Two of the promotion’s tallest fighters will lock horns in the UFC Fight Night 115 headliner, as former Bellator MMA and M-1 Global champion Alexander Volkov meets Stefan Struve on Saturday at Ahoy Rotterdam in Rotterdam, Netherlands. The rest of four-fight main card features a middleweight clash pitting Siyar Bahadurzada against Rob Wilkinson, a women’s bantamweight affair pairing Marion Reneau with Talita de Oliveira Bernardo and a welterweight clash matching Leon Edwards with Bryan Barberena.
Let us take a closer look at each UFC Fight Night “Volkov vs. Struve” matchup, with analysis and picks:
HeavyweightsStefan Struve (28-8) vs. Alexander Volkov (28-6)
THE MATCHUP: The 6-foot-7 Volkov is used to being the taller man in the cage. Therefore, the aptly named “Skyscraper” will be an interesting challenge for him. Struve stands at a full seven feet tall, and his arms are three inches longer than the Russian’s. Stylistically, however, Volkov is the superior tall man. He possesses a strong and versatile kicking game, a dangerous selection of strikes in the clinch, and most importantly a long, straight jab to punish his opponents from range.
Struve’s jab is effective but inconsistent. Throughout his career, Struve has struggled to make the most of his build. Rather, his gargantuan body often seems like a hindrance. Footwork is one glaring issue. Struve’s height and length incentivize him to create space or take an angle whenever his opponent comes forward. He knows how to do so but will frequently lose focus and allow his smaller foes into the pocket. At that range, Struve’s spaghetti arms become a decided disadvantage. His high guard offers more openings than most, as a result. Struve often seems to win in spite of his long limbs, whereas Volkov’s frame is a necessary part of his style.

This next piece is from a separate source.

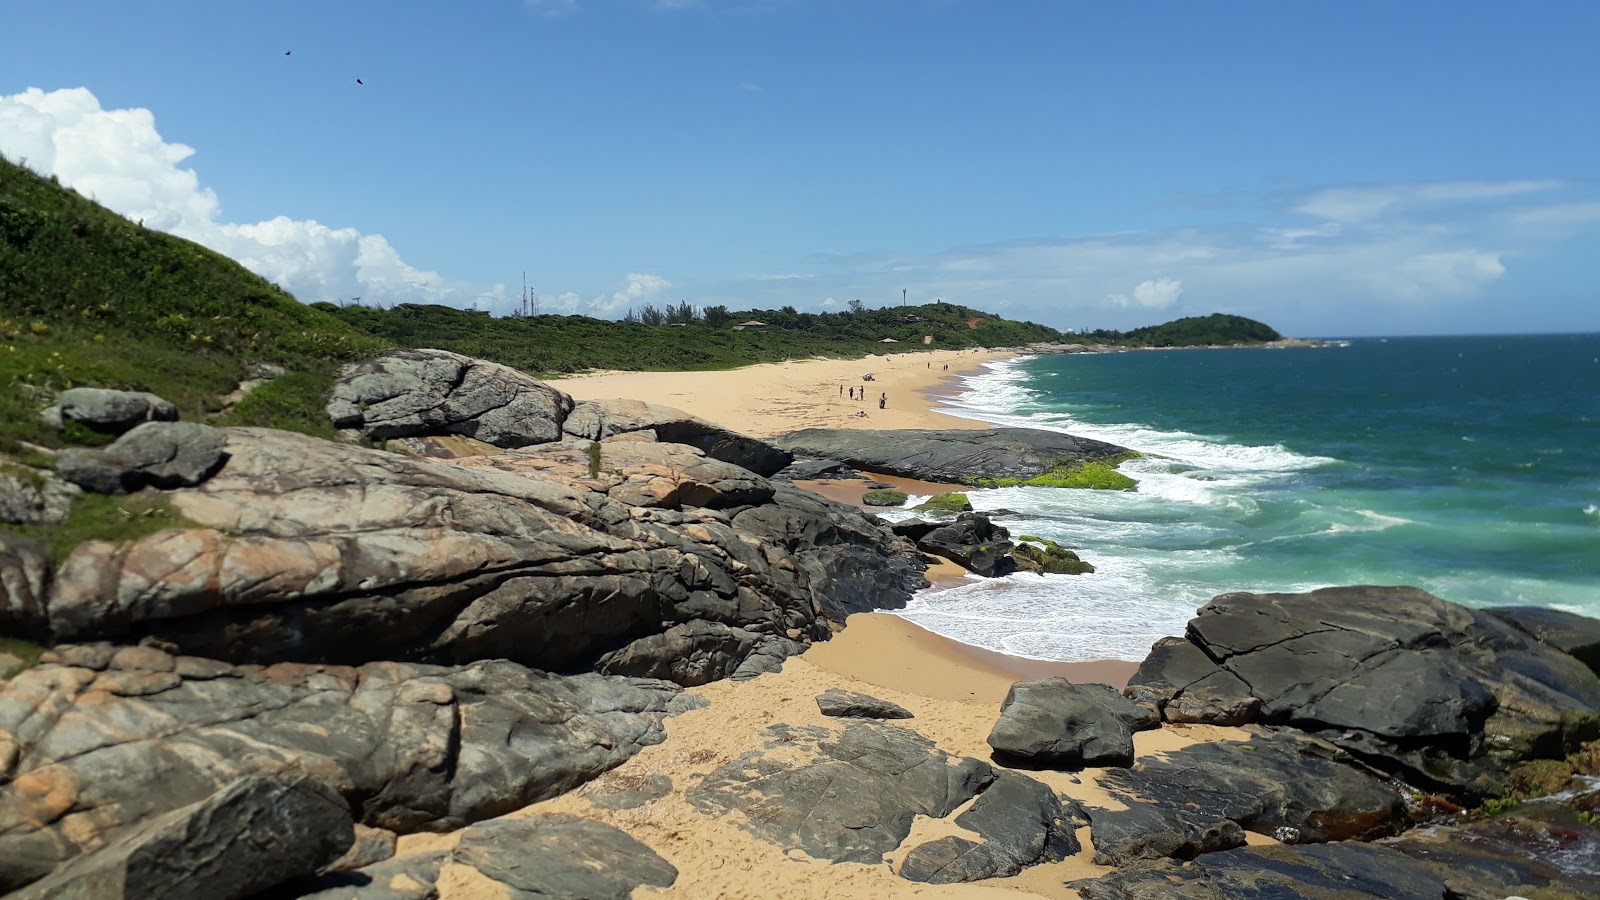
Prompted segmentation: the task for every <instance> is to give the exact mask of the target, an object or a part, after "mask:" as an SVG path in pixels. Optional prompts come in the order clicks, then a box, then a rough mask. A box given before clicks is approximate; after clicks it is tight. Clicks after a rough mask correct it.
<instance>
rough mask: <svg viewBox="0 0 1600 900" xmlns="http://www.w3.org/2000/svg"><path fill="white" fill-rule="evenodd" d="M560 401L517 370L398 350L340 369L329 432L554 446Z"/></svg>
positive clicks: (564, 418) (365, 436)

The men who beat Volkov typically do so by outwrestling or outgrappling him. Struve’s slight disadvantages on the feet tend to turn into glaring problems against skilled strikers, and his self-reported panic attacks do not bode well for the Dutchman’s fighting future. Still, Struve is an excellent submission grappler, with 17 submission wins on his record. Volkov will need to call on his footwork and wrestling to avoid this phase of the fight. Fortunately, the Russian has spent time recently with Black House’s Kenny Johnson, one of MMA’s best wrestling coaches. This training paid off in Volkov’s bout with Roy Nelson, as he stopped seven of eight takedown attempts. Still, Struve’s underrated wrestling has given him the takedown on over six of 10 attempts, so Volkov will need to watch his Ps and Qs inside.

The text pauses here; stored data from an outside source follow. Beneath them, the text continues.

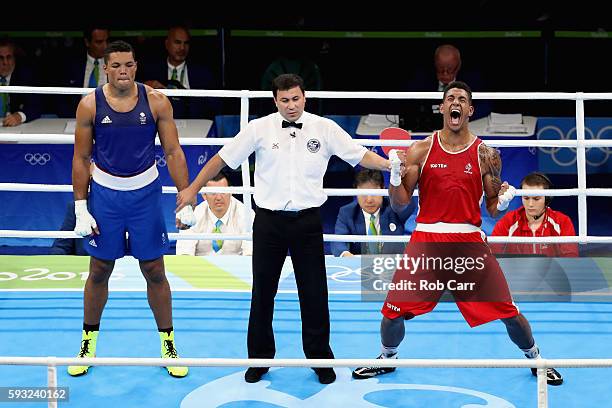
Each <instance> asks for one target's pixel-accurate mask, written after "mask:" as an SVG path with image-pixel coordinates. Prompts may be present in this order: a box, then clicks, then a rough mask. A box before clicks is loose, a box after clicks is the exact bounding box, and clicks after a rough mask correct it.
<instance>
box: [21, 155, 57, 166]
mask: <svg viewBox="0 0 612 408" xmlns="http://www.w3.org/2000/svg"><path fill="white" fill-rule="evenodd" d="M23 159H24V160H25V161H26V162H28V163H30V166H37V165H40V166H44V165H45V164H47V163H48V162H50V161H51V155H50V154H49V153H42V154H41V153H26V154H25V155H24V156H23Z"/></svg>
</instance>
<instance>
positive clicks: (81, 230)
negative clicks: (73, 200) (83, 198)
mask: <svg viewBox="0 0 612 408" xmlns="http://www.w3.org/2000/svg"><path fill="white" fill-rule="evenodd" d="M74 215H75V216H76V223H75V225H74V232H75V233H76V234H77V235H80V236H82V237H86V236H88V235H91V234H92V233H93V232H94V231H95V232H96V233H99V232H98V224H96V220H95V219H94V217H92V215H91V214H90V213H89V210H88V209H87V200H76V201H75V202H74Z"/></svg>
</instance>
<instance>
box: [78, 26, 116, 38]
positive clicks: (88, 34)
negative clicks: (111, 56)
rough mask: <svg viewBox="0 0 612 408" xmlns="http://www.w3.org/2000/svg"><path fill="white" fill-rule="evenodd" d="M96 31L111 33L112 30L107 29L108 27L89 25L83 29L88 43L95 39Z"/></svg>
mask: <svg viewBox="0 0 612 408" xmlns="http://www.w3.org/2000/svg"><path fill="white" fill-rule="evenodd" d="M95 30H104V31H108V32H109V33H110V29H109V28H108V27H106V25H104V24H92V25H88V26H87V27H85V28H84V29H83V38H85V39H86V40H87V41H91V39H92V38H93V32H94V31H95Z"/></svg>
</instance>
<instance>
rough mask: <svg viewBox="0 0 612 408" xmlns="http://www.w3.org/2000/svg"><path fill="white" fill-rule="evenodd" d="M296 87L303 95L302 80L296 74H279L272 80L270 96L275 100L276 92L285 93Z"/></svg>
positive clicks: (303, 85)
mask: <svg viewBox="0 0 612 408" xmlns="http://www.w3.org/2000/svg"><path fill="white" fill-rule="evenodd" d="M296 86H299V87H300V90H301V91H302V93H304V80H303V79H302V77H300V76H299V75H296V74H281V75H279V76H277V77H276V78H274V79H273V80H272V95H274V98H275V99H276V93H277V92H278V91H287V90H289V89H291V88H295V87H296Z"/></svg>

THE ODDS: Volkov (-125), Struve (-105)
THE PICK: While their records and frames are similar, Volkov’s career has been much easier. This is not to say he has beaten unskilled opponents. Struve’s record might boast more recognizable names, but nonetheless, Volkov has taken on consistently tough opposition since his win over Brett Rogers in 2012. Throughout his career, Volkov has made use of his frame, controlling range, levering in the clinch and using angles to keep his lofty head out of reach. With both men facing an unusually tall opponent, those subtle skills will be the difference, especially in a five-round fight. The pick is Volkov by third-round TKO.